Boys as well as girls can read the human world astutely. Four-year-old Sam asked his mother one day, "Mommy, why are you sad?" Wanting to shield him from her sadness, she replied, "I'm not sad." Sam said, "Mommy, I know you. I was inside you." Yet when this kind of emotional openness, sensitivity and connectedness are seen to compromise masculinity, boys often repudiate these human qualities. If boys can be encouraged to embrace them, these qualities will develop, expanding their capacity for relationships and also their sense of themselves.

 

The implications of this for school were brought home to me by an incident involving one of my sons. He was in the second grade, and a sign on the blackboard read, DON'T BE AFRAID TO ASK. One day, when the teacher chastised a boy for asking a question, my son called out, "Don't be afraid to ask," and promptly got into trouble. His first-grade teacher, recounting the story to me, recognized a sensitivity and honesty she had encouraged and valued. What often appears as boys' intransigence, as disruptiveness, indifference or confrontation, may instead be a refusal to engage in false relationship.

 

It is in the adamancy of this refusal that boys will be boys, turning away from rather than seeking to repair or smooth over such ruptures as girls tend to do. This may explain why more boys disconnect from school. It also suggests, as my work with girls has shown, that an effective strategy for preventing boys' psychological difficulties and educational problems would involve recognizing their sensitivities, building honest relationships and strengthening a healthy capacity for resistance.

 

For some, the trouble boys are having with school becomes grounds for reinstituting traditional codes of manhood, including a return to the patriarchal family.
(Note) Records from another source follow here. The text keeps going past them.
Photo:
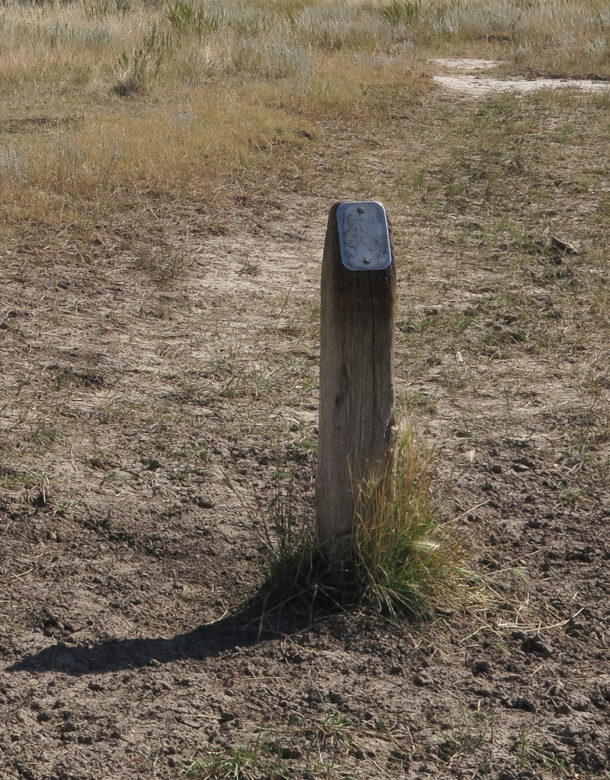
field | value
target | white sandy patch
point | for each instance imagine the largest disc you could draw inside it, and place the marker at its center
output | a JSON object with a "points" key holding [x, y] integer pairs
{"points": [[478, 85]]}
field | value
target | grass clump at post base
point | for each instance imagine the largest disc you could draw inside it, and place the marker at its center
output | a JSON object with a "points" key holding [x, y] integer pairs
{"points": [[404, 562]]}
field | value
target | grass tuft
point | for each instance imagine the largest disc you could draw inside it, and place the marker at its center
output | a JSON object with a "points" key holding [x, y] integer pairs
{"points": [[403, 563]]}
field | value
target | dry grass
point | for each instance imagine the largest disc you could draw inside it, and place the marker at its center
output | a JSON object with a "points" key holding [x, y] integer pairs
{"points": [[108, 103]]}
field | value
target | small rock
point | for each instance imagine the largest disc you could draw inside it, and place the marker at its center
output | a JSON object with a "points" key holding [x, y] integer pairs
{"points": [[422, 679], [226, 716], [481, 667], [535, 644], [578, 701]]}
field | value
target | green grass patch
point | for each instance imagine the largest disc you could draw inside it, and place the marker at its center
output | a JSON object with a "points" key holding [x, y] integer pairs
{"points": [[404, 562]]}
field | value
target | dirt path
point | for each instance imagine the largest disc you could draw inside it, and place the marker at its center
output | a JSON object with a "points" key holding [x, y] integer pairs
{"points": [[160, 387], [467, 76]]}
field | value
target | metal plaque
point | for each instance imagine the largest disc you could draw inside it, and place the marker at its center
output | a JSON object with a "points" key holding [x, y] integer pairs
{"points": [[364, 236]]}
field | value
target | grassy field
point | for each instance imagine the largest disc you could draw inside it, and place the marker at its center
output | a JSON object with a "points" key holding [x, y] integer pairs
{"points": [[166, 169]]}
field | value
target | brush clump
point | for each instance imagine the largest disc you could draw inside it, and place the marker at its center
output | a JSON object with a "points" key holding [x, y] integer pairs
{"points": [[403, 561]]}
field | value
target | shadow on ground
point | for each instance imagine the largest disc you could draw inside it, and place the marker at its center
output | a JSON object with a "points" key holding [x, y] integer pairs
{"points": [[243, 629]]}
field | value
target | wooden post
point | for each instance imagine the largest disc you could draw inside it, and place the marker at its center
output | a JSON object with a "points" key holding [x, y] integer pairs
{"points": [[356, 428]]}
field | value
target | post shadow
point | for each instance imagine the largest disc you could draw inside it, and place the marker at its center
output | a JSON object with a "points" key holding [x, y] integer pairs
{"points": [[243, 629]]}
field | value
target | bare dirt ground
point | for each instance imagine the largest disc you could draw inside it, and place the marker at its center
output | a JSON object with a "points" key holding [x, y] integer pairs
{"points": [[160, 381]]}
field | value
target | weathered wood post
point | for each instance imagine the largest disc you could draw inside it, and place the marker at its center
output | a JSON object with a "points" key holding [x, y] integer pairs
{"points": [[356, 428]]}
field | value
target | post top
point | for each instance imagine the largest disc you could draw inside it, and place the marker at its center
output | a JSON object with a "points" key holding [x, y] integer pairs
{"points": [[364, 236]]}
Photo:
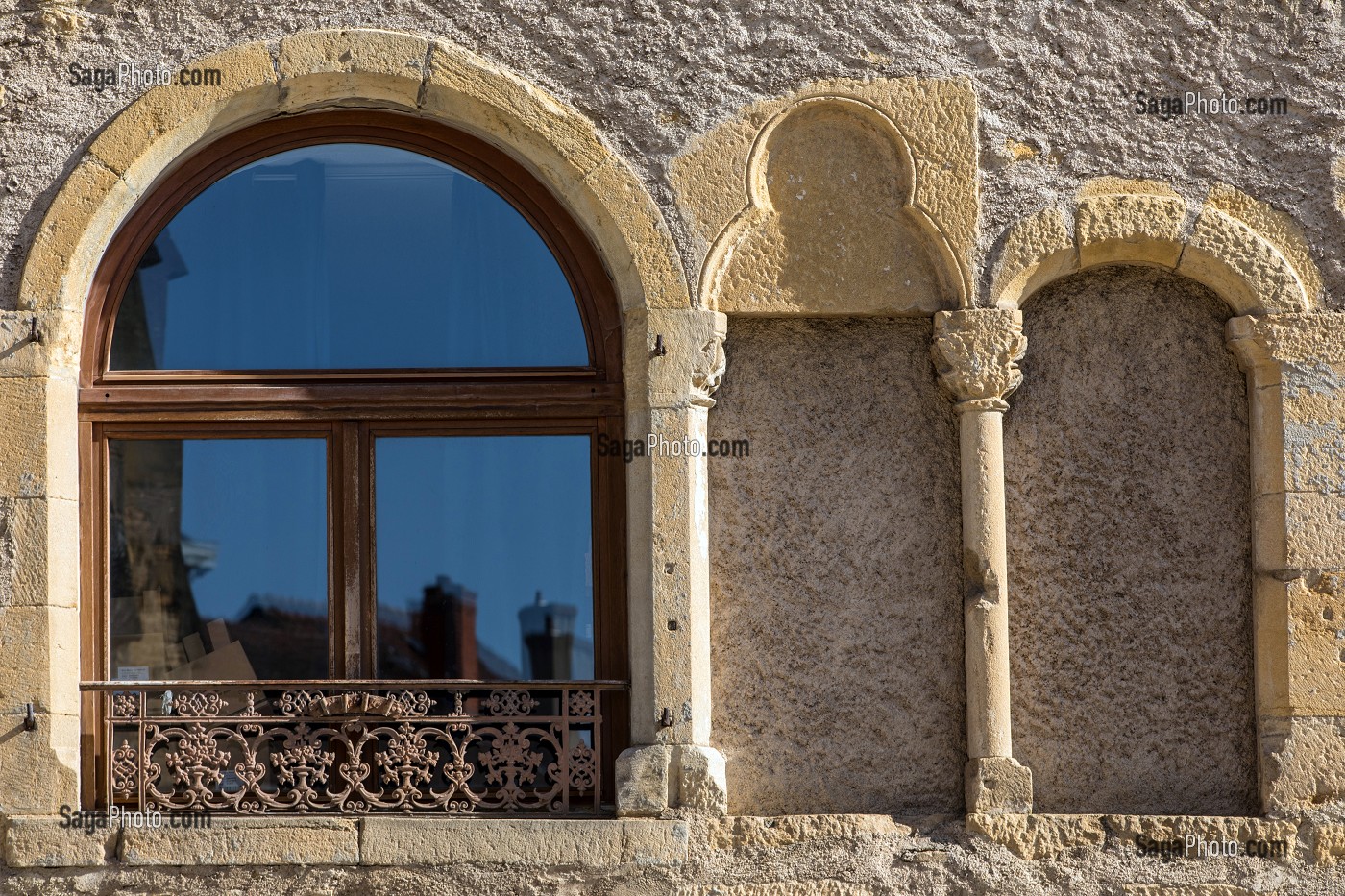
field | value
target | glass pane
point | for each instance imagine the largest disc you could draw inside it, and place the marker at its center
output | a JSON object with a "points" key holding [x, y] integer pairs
{"points": [[484, 557], [218, 559], [347, 255]]}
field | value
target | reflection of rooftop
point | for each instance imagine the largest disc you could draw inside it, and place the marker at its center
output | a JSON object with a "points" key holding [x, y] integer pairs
{"points": [[199, 556]]}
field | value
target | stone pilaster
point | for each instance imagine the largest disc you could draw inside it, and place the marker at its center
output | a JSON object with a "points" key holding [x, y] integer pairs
{"points": [[679, 354], [977, 352], [1295, 385]]}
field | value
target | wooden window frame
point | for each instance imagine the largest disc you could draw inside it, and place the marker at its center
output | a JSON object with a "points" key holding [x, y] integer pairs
{"points": [[352, 408]]}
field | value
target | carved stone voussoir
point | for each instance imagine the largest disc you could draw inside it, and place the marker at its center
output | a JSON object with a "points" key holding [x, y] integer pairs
{"points": [[977, 354], [688, 361], [1273, 339]]}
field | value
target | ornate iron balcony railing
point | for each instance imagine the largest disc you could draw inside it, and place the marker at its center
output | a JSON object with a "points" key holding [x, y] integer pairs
{"points": [[353, 745]]}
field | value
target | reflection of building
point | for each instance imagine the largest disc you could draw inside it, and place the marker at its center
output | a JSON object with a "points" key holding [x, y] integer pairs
{"points": [[550, 647], [439, 640], [282, 637]]}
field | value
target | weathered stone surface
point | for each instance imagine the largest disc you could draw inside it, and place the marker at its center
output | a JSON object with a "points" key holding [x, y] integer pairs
{"points": [[746, 832], [1036, 252], [1192, 889], [1304, 763], [170, 118], [1039, 835], [997, 785], [1126, 456], [836, 572], [811, 233], [1132, 228], [374, 66], [1248, 272], [434, 841], [245, 841], [642, 781], [1129, 829], [790, 888], [826, 230], [39, 841]]}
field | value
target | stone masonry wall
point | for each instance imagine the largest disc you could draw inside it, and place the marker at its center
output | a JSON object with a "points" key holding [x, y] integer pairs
{"points": [[1126, 462], [836, 572]]}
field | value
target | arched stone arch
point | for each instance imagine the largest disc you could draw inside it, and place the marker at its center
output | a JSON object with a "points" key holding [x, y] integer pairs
{"points": [[1248, 254], [1258, 262], [769, 255], [666, 393]]}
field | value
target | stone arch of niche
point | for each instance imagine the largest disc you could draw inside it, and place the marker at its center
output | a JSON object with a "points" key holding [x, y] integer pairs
{"points": [[921, 131], [907, 237], [756, 247], [443, 81], [1258, 262]]}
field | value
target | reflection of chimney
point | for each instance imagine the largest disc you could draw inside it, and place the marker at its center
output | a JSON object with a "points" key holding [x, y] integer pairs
{"points": [[548, 640], [448, 630]]}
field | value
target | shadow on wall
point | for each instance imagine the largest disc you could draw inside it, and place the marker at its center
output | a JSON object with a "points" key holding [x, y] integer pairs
{"points": [[1127, 479], [836, 572]]}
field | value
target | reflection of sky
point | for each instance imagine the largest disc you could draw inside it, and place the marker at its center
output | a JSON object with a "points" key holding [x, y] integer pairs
{"points": [[503, 516], [359, 255], [264, 503]]}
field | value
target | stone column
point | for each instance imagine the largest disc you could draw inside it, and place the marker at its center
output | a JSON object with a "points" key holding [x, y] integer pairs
{"points": [[1295, 388], [977, 354], [39, 564], [681, 356]]}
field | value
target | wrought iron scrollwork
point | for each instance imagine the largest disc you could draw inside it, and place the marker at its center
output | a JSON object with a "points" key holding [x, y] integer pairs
{"points": [[313, 747]]}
For others, it provokes the reflection that despite the lag in school achievement, despite the fact that girls have always gotten better grades and more boys go to prison, men still outnumber women at the highest levels of academia, as well as in business and government. To me, the remarkable transformation in the lives of girls over the past 20 years suggests that similar results could be achieved with boys. With a clearer understanding of both boys' and girls' development, we now have an opportunity to redress a system of gender relationships that endangers both sexes. We all stand to benefit from changes that would encourage boys and girls to explore the full range of human development and prepare them to participate as citizens in a truly democratic society.

 

Gilligan is the author of "In a Different Voice" and "The Birth of Pleasure." She is a university professor at NYU.